Sometimes a drink is used to steady the nerves. Again, if you have more than one it can have the opposite effect and totally unbalance the nerves. For some reason, this is known as 'Dutch courage'. Now, I know a few Dutch people and I have got to say they are good, kind, straightforward folks who will tell you what they think without having to have a drink first. So personally, anyway, I think this particular phrase is utter nonsense.

How is it possible that bees can fly?

According to all principals of aerodynamics, there is no physical way that they should be able to leave the ground, let alone buzz around from flower to flower collecting pollen and returning to the hive. They are suited to flying the same way an elephant is. They are the wrong shape. Their wings are far too small. And they need to lose weight. But has anybody ever bothered to try and explain this to the bees? I am sure that on some level bees are far more intelligent than us humans, because they have heard of gravity but think it only applies to when they are stood on a blossom or re-entering the hive. The rest of the time it is of no use whatsoever to them, so they ignore it and it ignores them.

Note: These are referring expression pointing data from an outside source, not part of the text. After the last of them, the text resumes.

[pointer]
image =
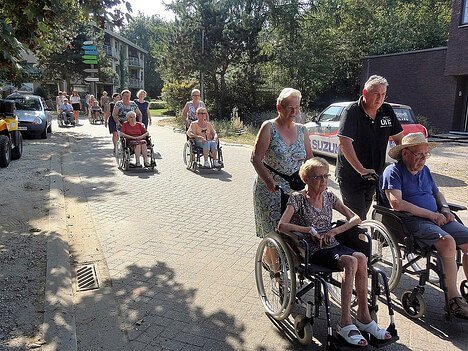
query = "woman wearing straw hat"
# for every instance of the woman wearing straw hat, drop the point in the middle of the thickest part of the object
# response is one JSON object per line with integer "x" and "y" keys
{"x": 409, "y": 187}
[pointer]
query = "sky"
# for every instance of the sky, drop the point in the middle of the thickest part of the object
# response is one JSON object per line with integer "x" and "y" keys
{"x": 151, "y": 7}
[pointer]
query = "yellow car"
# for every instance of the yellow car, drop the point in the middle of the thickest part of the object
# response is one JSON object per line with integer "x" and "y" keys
{"x": 11, "y": 141}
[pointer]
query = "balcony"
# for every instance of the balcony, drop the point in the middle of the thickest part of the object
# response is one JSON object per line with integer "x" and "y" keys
{"x": 134, "y": 61}
{"x": 108, "y": 49}
{"x": 134, "y": 83}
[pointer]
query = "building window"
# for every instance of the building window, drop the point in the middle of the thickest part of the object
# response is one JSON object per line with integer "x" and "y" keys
{"x": 464, "y": 12}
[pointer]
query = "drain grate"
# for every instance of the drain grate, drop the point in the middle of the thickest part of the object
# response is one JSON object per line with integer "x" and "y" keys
{"x": 86, "y": 277}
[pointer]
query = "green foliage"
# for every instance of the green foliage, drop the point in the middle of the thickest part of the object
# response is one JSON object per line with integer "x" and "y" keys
{"x": 46, "y": 27}
{"x": 177, "y": 93}
{"x": 157, "y": 104}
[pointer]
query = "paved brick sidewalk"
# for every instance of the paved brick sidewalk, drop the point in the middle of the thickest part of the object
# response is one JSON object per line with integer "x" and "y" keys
{"x": 180, "y": 249}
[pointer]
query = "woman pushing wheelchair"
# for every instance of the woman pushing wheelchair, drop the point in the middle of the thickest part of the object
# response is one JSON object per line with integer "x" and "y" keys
{"x": 310, "y": 211}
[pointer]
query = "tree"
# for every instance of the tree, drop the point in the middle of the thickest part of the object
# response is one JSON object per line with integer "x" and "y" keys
{"x": 147, "y": 33}
{"x": 46, "y": 26}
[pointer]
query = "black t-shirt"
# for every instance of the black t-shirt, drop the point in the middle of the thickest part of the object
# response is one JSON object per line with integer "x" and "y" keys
{"x": 370, "y": 138}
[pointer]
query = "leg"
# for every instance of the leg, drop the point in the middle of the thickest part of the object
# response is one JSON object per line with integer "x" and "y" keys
{"x": 349, "y": 264}
{"x": 137, "y": 154}
{"x": 144, "y": 153}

I wonder what Sir Isaac Newton would make of them, especially after all the work he put in when he was developing his theory of gravity, although he was helped by a friendly apple tree that obviously thought that the poor man needed a helping hand (or apple) to set him on the road to writing his theory. But surely the tree already knew about bees and the fact that they were taking the mickey out of Newton before the poor bloke even got started. Which means that trees are far more intelligent than we give them credit for and also have a quite wicked sense of humour. For instance, I am fairly sure that if we humans stood around for a couple of hundred years quietly observing the world we would become far more intelligent than we currently are. But in addition, we would see just how funny life is. Why rush? What is the desperate panic in aid of? Does it allow us more time to enjoy our hobbies or the nicer things in life which enjoy?

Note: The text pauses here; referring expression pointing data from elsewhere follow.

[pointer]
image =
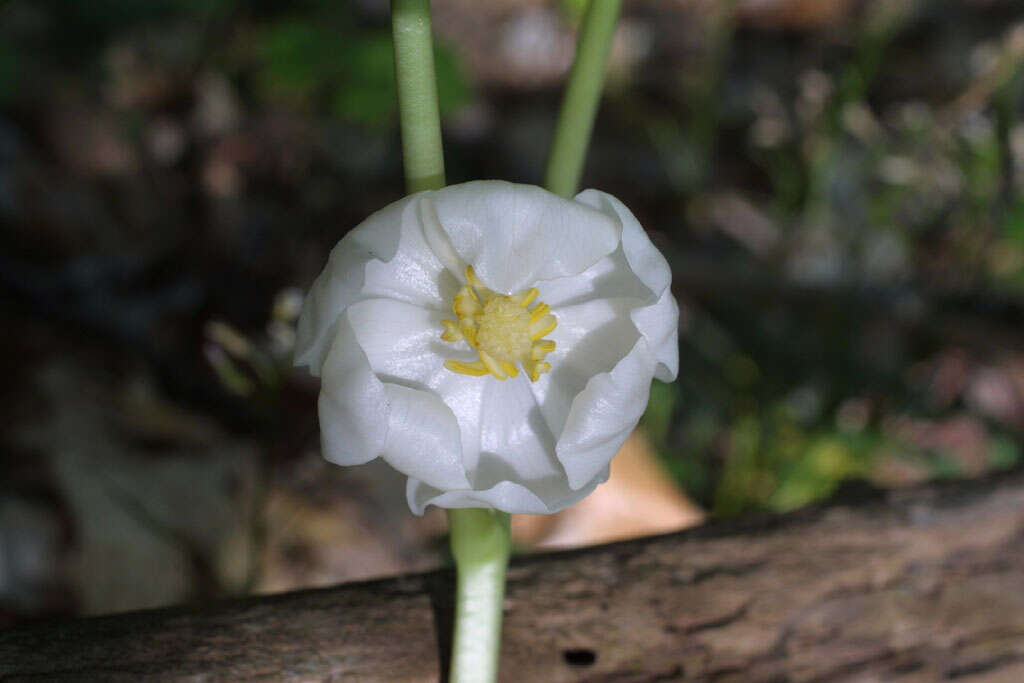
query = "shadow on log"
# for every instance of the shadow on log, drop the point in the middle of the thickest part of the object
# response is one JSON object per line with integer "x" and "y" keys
{"x": 919, "y": 585}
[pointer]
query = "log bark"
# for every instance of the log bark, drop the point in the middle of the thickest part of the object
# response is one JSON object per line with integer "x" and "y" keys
{"x": 911, "y": 586}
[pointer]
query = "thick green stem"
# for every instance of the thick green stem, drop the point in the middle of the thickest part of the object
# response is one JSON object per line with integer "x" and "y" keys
{"x": 576, "y": 121}
{"x": 414, "y": 72}
{"x": 480, "y": 544}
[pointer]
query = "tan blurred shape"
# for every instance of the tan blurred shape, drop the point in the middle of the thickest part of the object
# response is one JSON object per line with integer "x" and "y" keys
{"x": 639, "y": 499}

No, it gives us more time to run around like headless chickens, piling ever more pressure upon ourselves. Then, when we reach a point where we can no longer cope with the daily routines, our brains and bodies say 'no more!' and then we go to see a doctor who diagnoses stress and tells us to take a couple of weeks off work. So we follow the doctor's orders and after a couple of weeks we feel better, strong enough to return to work.

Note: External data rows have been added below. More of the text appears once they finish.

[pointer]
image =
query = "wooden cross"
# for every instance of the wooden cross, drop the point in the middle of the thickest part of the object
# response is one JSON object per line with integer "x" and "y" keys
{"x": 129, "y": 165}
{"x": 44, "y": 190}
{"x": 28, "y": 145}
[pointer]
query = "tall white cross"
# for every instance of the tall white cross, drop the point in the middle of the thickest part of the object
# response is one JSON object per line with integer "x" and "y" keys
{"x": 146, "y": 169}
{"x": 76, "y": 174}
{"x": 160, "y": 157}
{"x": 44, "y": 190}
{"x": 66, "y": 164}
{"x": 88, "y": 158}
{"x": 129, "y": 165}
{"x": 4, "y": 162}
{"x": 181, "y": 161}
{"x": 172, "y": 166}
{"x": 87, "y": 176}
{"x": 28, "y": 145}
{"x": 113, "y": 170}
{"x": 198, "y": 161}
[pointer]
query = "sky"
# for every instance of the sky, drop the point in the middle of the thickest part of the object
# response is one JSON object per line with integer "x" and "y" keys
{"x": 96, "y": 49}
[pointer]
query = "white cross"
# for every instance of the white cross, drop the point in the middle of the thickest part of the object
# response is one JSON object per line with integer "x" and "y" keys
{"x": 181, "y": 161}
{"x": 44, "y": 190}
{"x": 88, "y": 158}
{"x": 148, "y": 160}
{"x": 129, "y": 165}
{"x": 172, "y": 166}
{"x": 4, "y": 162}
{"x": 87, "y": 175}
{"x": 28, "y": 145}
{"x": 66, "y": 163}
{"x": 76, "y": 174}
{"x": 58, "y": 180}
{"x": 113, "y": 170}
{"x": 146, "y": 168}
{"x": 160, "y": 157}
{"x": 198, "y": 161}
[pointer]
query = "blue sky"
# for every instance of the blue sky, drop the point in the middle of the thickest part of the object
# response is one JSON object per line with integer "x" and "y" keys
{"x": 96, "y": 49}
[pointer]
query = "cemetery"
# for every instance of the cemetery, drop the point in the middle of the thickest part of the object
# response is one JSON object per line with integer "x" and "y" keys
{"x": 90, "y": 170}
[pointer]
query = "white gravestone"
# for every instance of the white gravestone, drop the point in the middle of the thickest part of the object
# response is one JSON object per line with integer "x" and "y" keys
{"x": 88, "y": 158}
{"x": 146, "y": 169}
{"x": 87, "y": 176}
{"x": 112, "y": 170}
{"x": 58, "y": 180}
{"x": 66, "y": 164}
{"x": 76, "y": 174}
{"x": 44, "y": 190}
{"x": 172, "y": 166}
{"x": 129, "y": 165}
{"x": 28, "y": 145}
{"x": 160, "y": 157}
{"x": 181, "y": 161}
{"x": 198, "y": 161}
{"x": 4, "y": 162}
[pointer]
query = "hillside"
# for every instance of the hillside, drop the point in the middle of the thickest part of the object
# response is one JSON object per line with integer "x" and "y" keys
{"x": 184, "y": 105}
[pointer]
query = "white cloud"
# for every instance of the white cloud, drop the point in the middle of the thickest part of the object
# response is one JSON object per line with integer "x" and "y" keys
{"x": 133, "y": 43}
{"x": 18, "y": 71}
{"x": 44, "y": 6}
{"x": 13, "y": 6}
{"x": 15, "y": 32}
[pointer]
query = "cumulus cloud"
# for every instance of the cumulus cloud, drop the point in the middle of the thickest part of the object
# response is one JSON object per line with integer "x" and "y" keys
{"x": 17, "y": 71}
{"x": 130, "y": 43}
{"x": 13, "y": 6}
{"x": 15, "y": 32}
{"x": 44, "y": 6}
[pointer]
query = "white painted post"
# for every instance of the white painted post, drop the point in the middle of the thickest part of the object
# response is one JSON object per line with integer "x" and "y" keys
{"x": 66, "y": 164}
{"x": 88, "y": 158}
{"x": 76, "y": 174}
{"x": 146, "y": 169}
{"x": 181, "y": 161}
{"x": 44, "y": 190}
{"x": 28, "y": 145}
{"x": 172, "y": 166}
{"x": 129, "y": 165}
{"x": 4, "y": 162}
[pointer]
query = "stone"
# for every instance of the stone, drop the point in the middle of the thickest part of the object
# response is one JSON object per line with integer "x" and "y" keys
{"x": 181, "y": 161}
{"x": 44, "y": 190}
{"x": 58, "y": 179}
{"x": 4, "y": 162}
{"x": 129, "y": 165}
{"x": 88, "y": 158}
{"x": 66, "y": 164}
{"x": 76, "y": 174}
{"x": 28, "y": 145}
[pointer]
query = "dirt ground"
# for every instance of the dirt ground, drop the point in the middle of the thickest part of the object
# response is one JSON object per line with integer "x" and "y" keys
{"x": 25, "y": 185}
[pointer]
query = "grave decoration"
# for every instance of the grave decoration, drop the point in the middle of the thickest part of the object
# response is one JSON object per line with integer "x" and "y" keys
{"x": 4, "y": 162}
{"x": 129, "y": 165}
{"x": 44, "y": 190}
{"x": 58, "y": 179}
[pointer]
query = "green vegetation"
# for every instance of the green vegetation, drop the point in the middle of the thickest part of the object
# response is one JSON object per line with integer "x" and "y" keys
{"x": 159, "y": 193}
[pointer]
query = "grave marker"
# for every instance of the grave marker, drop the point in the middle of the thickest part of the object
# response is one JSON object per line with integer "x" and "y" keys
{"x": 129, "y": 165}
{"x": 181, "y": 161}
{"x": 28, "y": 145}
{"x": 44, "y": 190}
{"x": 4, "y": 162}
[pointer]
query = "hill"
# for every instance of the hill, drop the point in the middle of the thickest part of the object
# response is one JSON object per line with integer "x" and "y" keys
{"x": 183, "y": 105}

And the whole stupid self-destructive cycle starts again.

Which came first, the chicken or the egg?

Fairly obvious, I think. The answer is the cockerel. But did the hen look at him after and say 'Is that it? Well, I'm glad you enjoyed yourself!'

Then the next thing you know, there is a bunch of over-excited philosophers hanging around asking silly questions. But did the hen listen to those people and think to herself 'Don't look at me, I only laid the damn thing. It was no fun for me at all!' On the other hand, though, it did keep a number of out-of-work philosophical deadbeats occupied for years to come, arguing a point of little interest to anybody else. Almost makes you feel sorry for the hen. Almost. Most of us enjoy a good chicken dinner at some point though, don't we? Especially with roast potatoes, vegetables and gravy.